Cependant, en publiant ces Sermons, nous n’avons pas seulement fait œuvre de copistes. Une enquête consciencieuse nous a prouvé que le vocabulaire de Calvin n’est aujourd’hui accessible qu’à ceux qui veulent bien prendre la peine de l’étudier. Or, à part quelques opiniâtres, qui savent pourquoi ils tiennent à remonter à la source et qui consentent à en payer le prix, les protestants même les plus cultivés renoncent, faute de temps, à lire Calvin dans le texte ou, quand ils s’y risquent, déclarent ne pas le bien comprendre et perdent promptement patience. Consentirons-nous à ce que les plus purs, joyaux de la littérature réformée sombrent dans l’oubli, cessent de nourrir les âmes de notre génération et d’édifier l’Eglise? Non, car nous sommes obsédés par la nécessité de faire œuvre d’évangélistes et de mettre à la portée de tous la sève spirituelle qui vivifia de nombreuses générations et que nos Eglises, réclament.
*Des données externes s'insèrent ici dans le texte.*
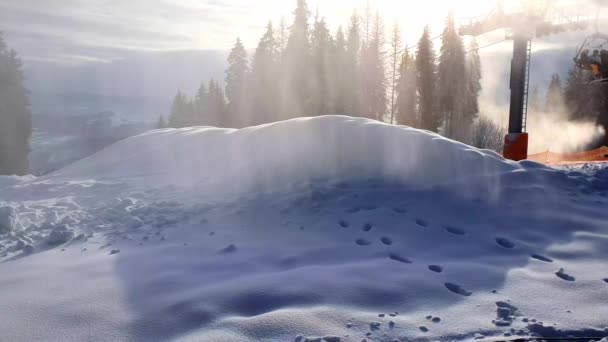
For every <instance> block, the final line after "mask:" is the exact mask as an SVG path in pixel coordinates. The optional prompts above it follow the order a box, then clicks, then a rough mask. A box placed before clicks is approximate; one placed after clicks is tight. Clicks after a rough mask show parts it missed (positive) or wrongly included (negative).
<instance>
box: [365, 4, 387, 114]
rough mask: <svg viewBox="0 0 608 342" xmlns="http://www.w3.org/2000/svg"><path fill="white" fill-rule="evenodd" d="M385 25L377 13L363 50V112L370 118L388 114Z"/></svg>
mask: <svg viewBox="0 0 608 342" xmlns="http://www.w3.org/2000/svg"><path fill="white" fill-rule="evenodd" d="M384 43H385V42H384V26H383V23H382V18H381V17H380V14H379V13H376V16H375V19H374V22H373V29H372V32H371V34H370V37H369V40H368V41H366V42H364V43H363V48H362V50H361V65H360V69H361V71H360V77H361V80H360V81H361V90H360V99H361V112H362V114H363V116H365V117H368V118H370V119H374V120H379V121H383V120H384V119H385V118H384V115H385V114H386V74H385V68H384V57H385V52H384V50H383V48H384Z"/></svg>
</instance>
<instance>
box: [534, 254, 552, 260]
mask: <svg viewBox="0 0 608 342" xmlns="http://www.w3.org/2000/svg"><path fill="white" fill-rule="evenodd" d="M532 259H536V260H540V261H544V262H553V259H551V258H547V257H546V256H543V255H540V254H532Z"/></svg>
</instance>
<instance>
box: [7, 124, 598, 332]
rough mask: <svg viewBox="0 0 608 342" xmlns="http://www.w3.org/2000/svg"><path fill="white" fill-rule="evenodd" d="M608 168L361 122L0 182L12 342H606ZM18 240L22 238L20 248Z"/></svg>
mask: <svg viewBox="0 0 608 342" xmlns="http://www.w3.org/2000/svg"><path fill="white" fill-rule="evenodd" d="M607 193H608V169H606V168H603V167H597V166H596V167H592V168H587V169H585V170H578V169H567V170H555V169H549V168H545V167H543V166H540V165H538V164H533V163H528V162H524V163H521V164H517V163H512V162H507V161H504V160H503V159H502V158H500V157H499V156H498V155H496V154H494V153H492V152H487V151H479V150H476V149H474V148H471V147H468V146H466V145H462V144H459V143H455V142H452V141H449V140H446V139H444V138H441V137H439V136H437V135H434V134H431V133H427V132H422V131H418V130H413V129H409V128H405V127H393V126H389V125H384V124H380V123H377V122H373V121H368V120H364V119H353V118H349V117H323V118H315V119H298V120H291V121H287V122H282V123H277V124H272V125H267V126H260V127H254V128H249V129H244V130H239V131H233V130H219V129H214V128H192V129H182V130H162V131H153V132H149V133H147V134H144V135H141V136H137V137H134V138H130V139H127V140H124V141H121V142H119V143H117V144H115V145H113V146H111V147H110V148H108V149H106V150H104V151H102V152H100V153H98V154H96V155H94V156H92V157H90V158H88V159H85V160H83V161H81V162H78V163H76V164H74V165H72V166H70V167H68V168H65V169H63V170H60V171H58V172H56V173H54V174H52V175H49V176H46V177H42V178H8V177H4V178H0V234H2V231H4V232H5V233H4V234H3V235H0V236H1V237H0V239H1V240H0V256H1V258H0V262H1V263H0V274H1V275H2V276H0V303H2V306H0V317H2V319H1V320H0V331H2V334H3V338H2V339H3V340H8V341H23V340H27V341H49V340H51V341H65V340H68V341H84V340H90V341H170V340H175V341H305V340H307V339H308V340H314V337H326V341H362V340H363V339H367V340H368V341H395V340H402V341H405V340H406V339H407V340H412V339H420V340H455V339H456V340H473V339H476V338H477V339H480V338H485V339H486V340H492V339H494V338H495V337H496V338H501V337H502V336H503V335H504V334H506V335H530V334H541V335H545V336H546V335H550V336H562V335H568V334H572V335H578V336H582V335H590V336H592V337H598V339H600V338H602V337H605V336H606V335H608V330H605V329H607V328H608V306H607V305H606V304H607V303H608V265H607V264H606V262H605V260H606V258H607V257H608V248H606V245H607V243H608V224H607V222H608V221H607V219H608V212H607V211H606V202H607V201H608V199H607V198H606V196H607ZM9 230H10V233H7V232H8V231H9Z"/></svg>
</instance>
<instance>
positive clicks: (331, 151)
mask: <svg viewBox="0 0 608 342" xmlns="http://www.w3.org/2000/svg"><path fill="white" fill-rule="evenodd" d="M518 167H519V166H518V165H517V164H515V163H511V162H507V161H505V160H504V159H502V158H501V157H500V156H498V155H497V154H495V153H493V152H490V151H481V150H477V149H474V148H471V147H470V146H467V145H464V144H460V143H456V142H454V141H451V140H448V139H445V138H443V137H441V136H439V135H436V134H433V133H430V132H425V131H420V130H416V129H412V128H407V127H403V126H401V127H399V126H392V125H387V124H382V123H379V122H377V121H372V120H367V119H361V118H352V117H345V116H325V117H316V118H303V119H294V120H290V121H285V122H279V123H275V124H269V125H264V126H258V127H252V128H247V129H243V130H229V129H217V128H210V127H199V128H185V129H166V130H157V131H152V132H149V133H146V134H143V135H140V136H137V137H133V138H129V139H126V140H124V141H122V142H119V143H117V144H115V145H113V146H111V147H110V148H108V149H106V150H105V151H102V152H100V153H98V154H96V155H94V156H92V157H90V158H88V159H85V160H83V161H81V162H78V163H76V164H75V165H73V166H71V167H68V168H66V169H64V170H61V171H59V172H57V173H55V174H54V175H53V177H55V178H56V177H61V178H69V179H75V178H86V179H90V178H97V179H113V178H124V177H129V178H134V179H135V178H137V179H139V180H142V179H143V180H147V182H150V183H153V184H176V182H177V183H179V184H180V185H193V184H207V185H220V186H221V187H222V188H223V189H226V187H229V188H231V190H251V189H253V188H261V189H264V188H271V187H276V186H285V185H295V184H301V183H309V182H311V181H316V180H319V179H340V180H344V179H353V178H361V179H364V178H382V179H391V180H395V181H400V182H403V183H404V184H409V185H419V184H425V185H435V184H440V183H443V182H446V181H452V182H453V181H455V180H460V179H471V178H472V177H473V178H479V177H482V176H488V175H496V174H498V173H502V172H506V171H512V170H514V169H516V168H518Z"/></svg>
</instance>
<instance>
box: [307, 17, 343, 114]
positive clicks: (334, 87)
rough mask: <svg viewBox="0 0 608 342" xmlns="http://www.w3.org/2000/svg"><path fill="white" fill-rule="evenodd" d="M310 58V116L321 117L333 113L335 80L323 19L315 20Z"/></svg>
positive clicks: (326, 32) (325, 24)
mask: <svg viewBox="0 0 608 342" xmlns="http://www.w3.org/2000/svg"><path fill="white" fill-rule="evenodd" d="M311 38H312V39H311V56H312V68H313V69H312V70H311V71H312V84H311V85H312V92H311V98H310V101H309V102H310V106H311V107H310V108H311V113H310V114H311V115H323V114H332V113H333V110H334V108H333V102H334V98H335V97H336V96H335V92H334V91H335V87H334V85H333V81H334V80H335V78H334V75H333V71H334V68H332V65H331V63H332V58H333V56H331V53H332V51H333V39H332V37H331V35H330V33H329V29H328V28H327V24H326V23H325V19H321V20H319V18H318V15H317V18H316V19H315V24H314V29H313V32H312V37H311Z"/></svg>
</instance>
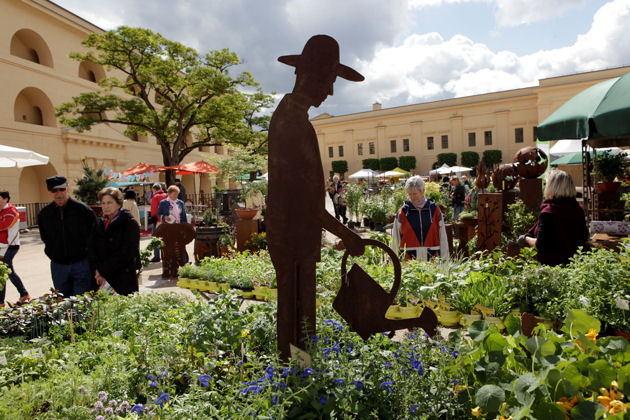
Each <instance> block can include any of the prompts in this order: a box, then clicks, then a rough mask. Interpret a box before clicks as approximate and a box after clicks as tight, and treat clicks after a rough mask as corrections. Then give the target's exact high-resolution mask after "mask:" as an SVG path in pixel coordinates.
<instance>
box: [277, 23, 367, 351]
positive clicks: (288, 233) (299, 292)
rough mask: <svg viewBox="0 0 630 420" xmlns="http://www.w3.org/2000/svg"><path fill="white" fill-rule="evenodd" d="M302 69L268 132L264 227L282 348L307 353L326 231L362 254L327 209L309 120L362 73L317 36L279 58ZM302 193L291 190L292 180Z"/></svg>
mask: <svg viewBox="0 0 630 420" xmlns="http://www.w3.org/2000/svg"><path fill="white" fill-rule="evenodd" d="M278 61H280V62H281V63H284V64H287V65H289V66H293V67H295V74H296V81H295V86H294V88H293V91H292V92H291V93H289V94H287V95H285V96H284V98H283V99H282V101H281V102H280V104H279V105H278V107H277V108H276V110H275V111H274V113H273V116H272V117H271V122H270V127H269V197H268V202H267V213H266V215H265V224H266V227H267V238H268V247H269V253H270V256H271V261H272V262H273V265H274V268H275V270H276V277H277V281H278V324H277V332H278V349H279V350H280V357H281V358H282V360H285V361H286V360H288V359H289V357H290V356H291V351H290V349H291V345H293V346H295V347H298V348H302V349H304V348H305V346H306V339H307V338H308V337H309V336H310V335H311V334H313V333H314V331H315V327H316V326H315V315H316V310H315V280H316V279H315V264H316V262H317V261H319V260H320V259H321V230H322V228H323V229H326V230H328V231H329V232H331V233H333V234H335V235H336V236H338V237H340V238H341V239H342V240H343V242H344V244H345V246H346V248H348V250H349V251H350V254H351V255H361V254H362V253H363V251H364V245H363V243H362V241H361V238H360V237H359V236H358V235H356V234H355V233H354V232H352V231H351V230H350V229H348V228H347V227H345V226H344V225H343V224H341V223H340V222H339V220H337V219H336V218H335V216H333V215H331V214H330V213H328V212H327V211H326V207H325V202H324V198H325V196H324V191H325V190H326V184H325V177H324V171H323V168H322V161H321V156H320V152H319V146H318V143H317V135H316V134H315V130H314V129H313V126H312V125H311V122H310V121H309V117H308V110H309V108H310V107H312V106H314V107H318V106H319V105H320V104H321V103H322V102H323V101H324V100H325V99H326V97H327V96H328V95H332V94H333V84H334V82H335V80H336V78H337V76H340V77H343V78H344V79H346V80H350V81H356V82H359V81H361V80H363V76H361V75H360V74H359V73H358V72H356V71H355V70H353V69H351V68H350V67H348V66H345V65H343V64H340V63H339V45H338V44H337V41H335V40H334V39H333V38H331V37H329V36H326V35H316V36H313V37H311V38H310V39H309V40H308V42H307V43H306V45H305V46H304V49H303V50H302V54H300V55H288V56H282V57H279V58H278ZM288 179H291V180H292V182H295V183H296V184H298V185H300V188H291V189H288V188H286V183H287V180H288Z"/></svg>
C’est pourquoi nous avons adapté la langue et le vocabulaire de Calvin, aux exigences du temps présent, conscients de l’extrême difficulté de la tâche et assumant d’avance les critiques les plus légitimes ou les réserves que certains idolâtres de la lettre penseront pouvoir exprimer. En souhaitant de rendre ces sermons de Calvin accessibles au plus grand nombre, même à ceux qui ne peuvent se réclamer d’une culture secondaire ou supérieure, en voulant faire œuvre d’évangéliste, et, par conséquent, en sacrifiant l’orthographe, la ponctuation, voire l’intégrité de sa langue, nous sommes convaincus que Calvin nous approuverait et reconnaîtrait en nous de véritables fils de la Réforme.

Notre ambition est que quiconque puisse lire Calvin avec la seule aide du Petit Larousse Illustré, sans que disparaissent pour autant la fraîcheur et la cadence de son style. Toutes les fois qu’il n’y a pas danger de réel contresens, nous avons laissé subsister de nombreux archaïsmes. Ailleurs, nous sommes intervenus, généralement sans modifier le rythme de la phrase, et avons transposé en français moderne un certain nombre de verbes, de substantifs, d’adjectifs, et surtout de locutions et d’expressions qui déroutent le lecteur d’aujourd’hui. Nous avons parfois ajouté une note explicative4 [1].

La ponctuation a été corrigée en mettant en relief les divers éléments du discours. Pour qu’il soit plus aisé de suivre la marche de la pensée et ses diverses étapes, le texte a été découpé en paragraphes précédés de brefs sous-titres. Les divers passages bibliques auxquels Calvin se réfère, et dont les cotes exactes ne figurent pas dans l’édition originale, sont signalés en notes : il sera utile de s’y reporter pour une étude plus approfondie de la pensée du prédicateur

Tel fut notre travail, accompli dans le seul espoir que de nombreux lecteurs soient enrichis et fortifiés dans la grâce inestimable qui nous a été acquise et dispensée en Jésus-Christ, qu’ils soient confirmés dans la paix de leur cœur devant Dieu, en sorte qu’avec nous ils puissent rendre gloire au Père, avec actions de grâces, de son incommensurable amour.